Eine Verbundschule gibt es unter Aufsicht und im Quartier von Herrn Recker jetzt das erste Mal; wahrscheinlich, damit er Aufsicht führen kann, damit die Bildungsgänge fein säuberlich getrennt bleiben und ja nichts anbrennt.

Es waren aber schon CDU-Bürgermeister, zum Beispiel in Rödinghausen und in Saerbeck, die damals Gesamtschulen für ihre Kommunen gegründet haben, weil sie wussten, wie wichtig es ist, die Kinder im Ort zu halten und ihnen möglichst hohe Bildungsabschlüsse zu ermöglichen.

(Beifall von GRÜNEN und SPD)

Diese stehen hinter ihren erfolgreichen Schulen und stärken sie. Das machen jetzt die Bürgermeister an dieser Stelle auch. Ich kann ihnen nur

gratulieren, dass sie die freie Schulwahl so umsetzen, wie sie das verstehen.

(Beifall von GRÜNEN und SPD)

Hier im Landtag und im Schulausschuss führen wir Gespensterdebatten über die Qualitätsoffensive Hauptschule. Die Hauptschulen hatten schon immer die bessere Lehrerausstattung, Sozialarbeiterausstattung und Programme, um die Attraktivität zu verbessern.

Auch der Ganztag rettet die Hauptschulen nicht, Frau Ministerin. Die Hauptschule ist weder für Kinder noch für Eltern oder Lehrkräfte die Wunschschule, auch nicht für die vielzitierten Abnehmer. Das hat mit unserem hierarchisch gegliederten Schulwesen, das leistungsfeindlich und nur vermeintlich begabungsgerecht ist, zu tun. Es hat damit zu tun, dass damit ein Oben und Unten erzeugt wird; und unten sein will niemand.

Aber Herr Witzel und die FDP meinen, dass man eine bestimmte Gruppe von Menschen unten lassen muss. Das hat er gestern mit seinen Zwischenfragen erneut bewiesen.

(Ralf Witzel [FDP]: Unverschämtheit!)

Es ist schon darauf hingewiesen worden, dass knapp 100 Schulleitungen von Grund- und Hauptschulen die Faxen dicke haben, gerade auch in Baden-Württemberg. Ich wünsche mir, dass die Praktiker vor Ort und die Kommunen auch bei uns aufstehen und Tacheles reden, obwohl ich weiß, dass zurzeit Schulleitungen und Lehrkräfte in Verbandszeitschriften nicht mehr wagen, Beiträge mit ihrem Namen zu zeichnen, weil sie – wohl berechtigt – Befürchtungen hegen müssen, hinterher dienstlich heranzitiert zu werden und dann Nachteile zu haben.

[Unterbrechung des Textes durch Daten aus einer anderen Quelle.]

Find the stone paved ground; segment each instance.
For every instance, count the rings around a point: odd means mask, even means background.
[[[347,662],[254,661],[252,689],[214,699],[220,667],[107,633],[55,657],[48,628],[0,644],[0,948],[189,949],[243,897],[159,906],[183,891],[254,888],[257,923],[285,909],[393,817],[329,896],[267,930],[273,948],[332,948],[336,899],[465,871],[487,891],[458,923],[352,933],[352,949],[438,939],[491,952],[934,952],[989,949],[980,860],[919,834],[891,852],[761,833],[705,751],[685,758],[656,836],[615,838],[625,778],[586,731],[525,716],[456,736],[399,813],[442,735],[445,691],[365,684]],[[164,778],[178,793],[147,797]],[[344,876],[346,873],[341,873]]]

Ich möchte daran erinnern, dass es so etwas wie eine Inquisition im Schulministerium mit der Suche nach einer undichten Stelle bereits gegeben hat. Ein System Kohl brauchen wir in der Bildungspolitik in Nordrhein-Westfalen nicht, sondern Gestaltungsfreiheit für die Kommunen, pädagogische Souveränität für die Schulen und vor allem längeres gemeinsames Lernen.

(Beifall von GRÜNEN und SPD)

Danke schön, Frau Beer. – Frau Pieper-von Heiden hat jetzt das Wort.

Frau Präsidentin! Meine Damen und Herren! Uff, hier sprach die Ideologin.